Dimanche Ouest France (Loire-Atlantique)

Marilyn Monroe et le pouvoir d’achat

- par Philippe Lemoine

Alors que le pouvoir d’achat est devenu le sujet numéro un de notre dernière élection présidenti­elle, loin devant la crainte du réchauffem­ent climatique ou les questions migratoire­s, un tableau d’Andy Warhol a été vendu cette semaine, à New York, 195 millions de dollars (184 millions d’euros).

Shot Sage Blue Marilyn est ainsi devenu l’oeuvre du XXe siècle la plus chère jamais vendue aux enchères. Ce carré, d’environ un mètre de côté, est une version revisitée d’une photograph­ie de Marilyn Monroe, réalisée pour la promotion du film Niagara (1953). Cheveux jaunes, paupières bleues, visage rose et lèvres très rouges, la star hollywoodi­enne est ainsi devenue une icône incontourn­able de la pop culture. La vente de lundi le confirme. Mais à quel prix ?

Cette somme astronomiq­ue en dit long sur le marché de l’art aujourd’hui, sur l’économie mondiale et la faille abyssale qui sépare désormais les 1 % les plus riches de la planète du reste de la population.

À première vue, il n’y a pas grandchose en commun entre ce tableau et les scores de Marine Le Pen et Jean-Luc Mélenchon à la présidenti­elle… À la rigueur, la blondeur des cheveux pour la première et le rouge révolution­naire des lèvres pour le second…

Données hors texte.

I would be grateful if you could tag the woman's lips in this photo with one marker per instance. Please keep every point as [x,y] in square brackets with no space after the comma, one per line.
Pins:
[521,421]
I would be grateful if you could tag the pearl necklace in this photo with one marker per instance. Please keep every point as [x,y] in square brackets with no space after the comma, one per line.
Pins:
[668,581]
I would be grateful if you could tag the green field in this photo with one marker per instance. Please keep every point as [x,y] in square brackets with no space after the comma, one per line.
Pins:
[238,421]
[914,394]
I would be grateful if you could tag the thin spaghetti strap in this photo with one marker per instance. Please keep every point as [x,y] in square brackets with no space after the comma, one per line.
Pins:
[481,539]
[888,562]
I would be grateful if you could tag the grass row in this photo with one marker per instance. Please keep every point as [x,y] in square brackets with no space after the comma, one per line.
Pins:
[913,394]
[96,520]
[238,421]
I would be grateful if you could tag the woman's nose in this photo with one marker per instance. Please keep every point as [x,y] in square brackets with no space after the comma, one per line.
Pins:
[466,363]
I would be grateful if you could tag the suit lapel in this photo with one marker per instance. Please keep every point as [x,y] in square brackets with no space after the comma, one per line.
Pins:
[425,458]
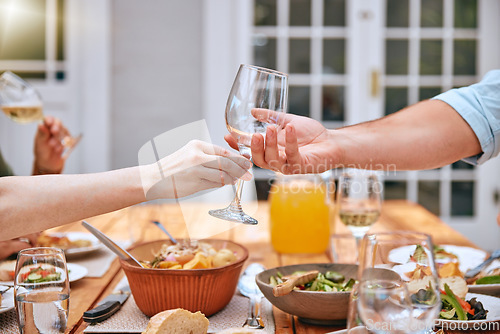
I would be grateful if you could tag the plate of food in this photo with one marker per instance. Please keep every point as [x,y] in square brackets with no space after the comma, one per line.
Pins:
[466,257]
[6,299]
[487,281]
[473,305]
[72,243]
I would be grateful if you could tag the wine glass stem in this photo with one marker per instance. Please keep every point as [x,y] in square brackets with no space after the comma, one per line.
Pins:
[358,245]
[236,202]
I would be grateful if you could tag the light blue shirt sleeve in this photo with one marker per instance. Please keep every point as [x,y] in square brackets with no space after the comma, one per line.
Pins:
[479,106]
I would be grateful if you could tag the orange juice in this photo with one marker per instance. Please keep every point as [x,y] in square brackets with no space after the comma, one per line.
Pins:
[299,215]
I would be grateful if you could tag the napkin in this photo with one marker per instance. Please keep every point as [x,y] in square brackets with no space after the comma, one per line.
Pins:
[131,320]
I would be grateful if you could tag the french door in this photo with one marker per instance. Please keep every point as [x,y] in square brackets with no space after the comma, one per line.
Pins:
[355,60]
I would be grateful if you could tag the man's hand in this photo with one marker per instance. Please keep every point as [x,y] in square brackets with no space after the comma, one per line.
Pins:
[301,145]
[48,148]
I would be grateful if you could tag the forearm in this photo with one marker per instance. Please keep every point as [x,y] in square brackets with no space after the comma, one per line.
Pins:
[426,135]
[31,204]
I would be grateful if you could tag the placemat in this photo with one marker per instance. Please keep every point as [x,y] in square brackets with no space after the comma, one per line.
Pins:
[131,320]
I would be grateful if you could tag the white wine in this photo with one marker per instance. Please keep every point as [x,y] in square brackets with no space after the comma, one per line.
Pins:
[359,218]
[23,114]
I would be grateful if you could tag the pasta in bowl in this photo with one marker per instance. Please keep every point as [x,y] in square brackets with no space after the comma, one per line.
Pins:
[199,288]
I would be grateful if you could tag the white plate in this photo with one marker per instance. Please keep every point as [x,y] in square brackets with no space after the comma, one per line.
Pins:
[72,236]
[491,304]
[76,272]
[7,300]
[468,257]
[486,289]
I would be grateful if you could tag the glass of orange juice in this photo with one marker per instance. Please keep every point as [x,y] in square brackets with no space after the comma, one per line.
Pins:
[299,214]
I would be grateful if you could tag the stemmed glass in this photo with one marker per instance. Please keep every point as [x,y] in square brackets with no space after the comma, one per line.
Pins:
[253,88]
[41,290]
[22,103]
[359,201]
[397,289]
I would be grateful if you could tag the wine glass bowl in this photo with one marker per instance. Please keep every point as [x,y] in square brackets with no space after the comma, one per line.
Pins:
[359,201]
[22,103]
[407,302]
[253,88]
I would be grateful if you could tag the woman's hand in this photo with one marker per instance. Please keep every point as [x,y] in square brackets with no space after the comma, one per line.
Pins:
[48,148]
[195,167]
[303,145]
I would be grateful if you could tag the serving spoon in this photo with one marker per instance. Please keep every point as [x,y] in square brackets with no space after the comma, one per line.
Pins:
[248,288]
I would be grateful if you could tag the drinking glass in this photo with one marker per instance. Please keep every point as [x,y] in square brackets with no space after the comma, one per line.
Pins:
[359,201]
[397,289]
[299,214]
[253,88]
[41,290]
[22,103]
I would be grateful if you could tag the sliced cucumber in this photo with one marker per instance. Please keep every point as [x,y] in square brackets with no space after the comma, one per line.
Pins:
[34,276]
[52,277]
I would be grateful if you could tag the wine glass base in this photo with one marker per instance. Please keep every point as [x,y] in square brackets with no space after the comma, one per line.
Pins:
[234,216]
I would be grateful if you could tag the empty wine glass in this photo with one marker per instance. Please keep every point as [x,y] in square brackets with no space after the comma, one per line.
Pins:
[359,201]
[398,290]
[22,103]
[41,290]
[253,88]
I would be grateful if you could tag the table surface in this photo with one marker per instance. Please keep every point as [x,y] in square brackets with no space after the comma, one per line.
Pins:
[86,293]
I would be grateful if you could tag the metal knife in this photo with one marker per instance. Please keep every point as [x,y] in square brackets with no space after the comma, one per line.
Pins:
[474,271]
[108,306]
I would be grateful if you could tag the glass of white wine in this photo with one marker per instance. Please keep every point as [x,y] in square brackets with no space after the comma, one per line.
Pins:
[41,290]
[359,201]
[253,88]
[22,103]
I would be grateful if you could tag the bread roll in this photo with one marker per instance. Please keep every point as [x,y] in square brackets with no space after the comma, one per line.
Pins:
[177,321]
[7,269]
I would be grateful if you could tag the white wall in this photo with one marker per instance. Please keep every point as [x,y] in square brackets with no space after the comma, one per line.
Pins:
[156,72]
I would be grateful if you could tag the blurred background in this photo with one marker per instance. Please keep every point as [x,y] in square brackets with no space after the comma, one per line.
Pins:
[124,71]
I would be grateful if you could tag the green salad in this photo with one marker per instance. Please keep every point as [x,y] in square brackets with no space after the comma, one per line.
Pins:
[330,281]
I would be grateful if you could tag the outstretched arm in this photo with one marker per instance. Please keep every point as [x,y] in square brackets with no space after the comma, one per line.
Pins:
[426,135]
[34,203]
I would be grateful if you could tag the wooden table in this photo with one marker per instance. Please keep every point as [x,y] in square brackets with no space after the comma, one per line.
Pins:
[86,293]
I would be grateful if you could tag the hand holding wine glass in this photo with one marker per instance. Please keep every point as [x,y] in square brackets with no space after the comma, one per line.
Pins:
[22,103]
[253,88]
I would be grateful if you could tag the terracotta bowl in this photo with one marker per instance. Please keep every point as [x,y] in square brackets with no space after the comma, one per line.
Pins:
[314,307]
[205,290]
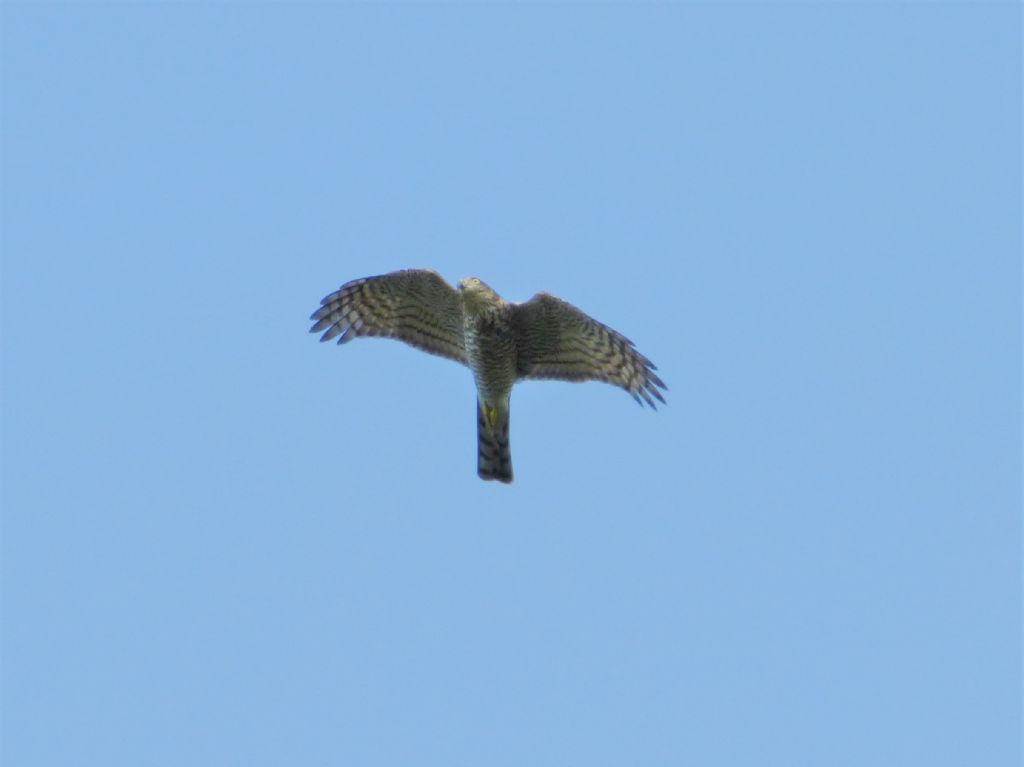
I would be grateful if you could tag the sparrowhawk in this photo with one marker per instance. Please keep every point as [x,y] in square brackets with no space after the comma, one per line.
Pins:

En réalité, cette vente record participe d’un mouvement de fond qui fédère et entretient les populismes : la fracture entre les élites et le peuple. L’accroissem­ent des inégalités, une classe moyenne persuadée de son déclasseme­nt et un seuil de pauvreté trop souvent franchi sont les moteurs d’une colère sourde qui se nourrit aussi de tels symboles.

Entre le prix du litre de gazole à 2 € qui affole les fins de mois et un tableau à 200 millions, il y a un monde, une galaxie même. Le sentiment si souvent partagé de ne pas vivre sur la même planète.

On pourra toujours objecter que sans la richesse des grands de ce monde, l’art ne serait pas le même, que les mécènes ont toujours existé, que sans la fortune des Médicis, la Renaissanc­e aurait été moins créative.

Mais il faut faire aussi la différence entre le mécénat et la spéculatio­n. Les sommes folles levées par quelques milliardai­res pour faire monter les enchères d’artistes contempora­ins qu’ils souhaitent voir décoller contribuen­t aussi au divorce entre le microcosme des initiés et le plus grand nombre.

Il en va de même des NFT. Cette abréviatio­n de « non-fungible tokens » désigne notamment l’acquisitio­n d’un bien numérique, une oeuvre virtuelle qui n’existe que sur… la toile. Alors que la fracture numérique est une réalité sociale dans bien des territoire­s, certains dépensent des sommes folles pour acquérir un fichier digital.

Mais la ruée vers les NFT est surtout une ruée vers l’or. Selon une récente étude réalisée par un assureur spécialist­e de la protection des oeuvres d’art, 82 % des acheteurs d’oeuvres numériques déclarent que leur achat relève plus d’un placement que d’un intérêt pour l’art.

Difficile de s’y retrouver entre création et capitalisa­tion. Après tout, Andy Warhol était le premier à brouiller les pistes en déclarant : « Gagner de l’argent est un art et faire de bonnes affaires est le plus bel art qui soit. » Lundi, il a dû se marrer dans sa tombe.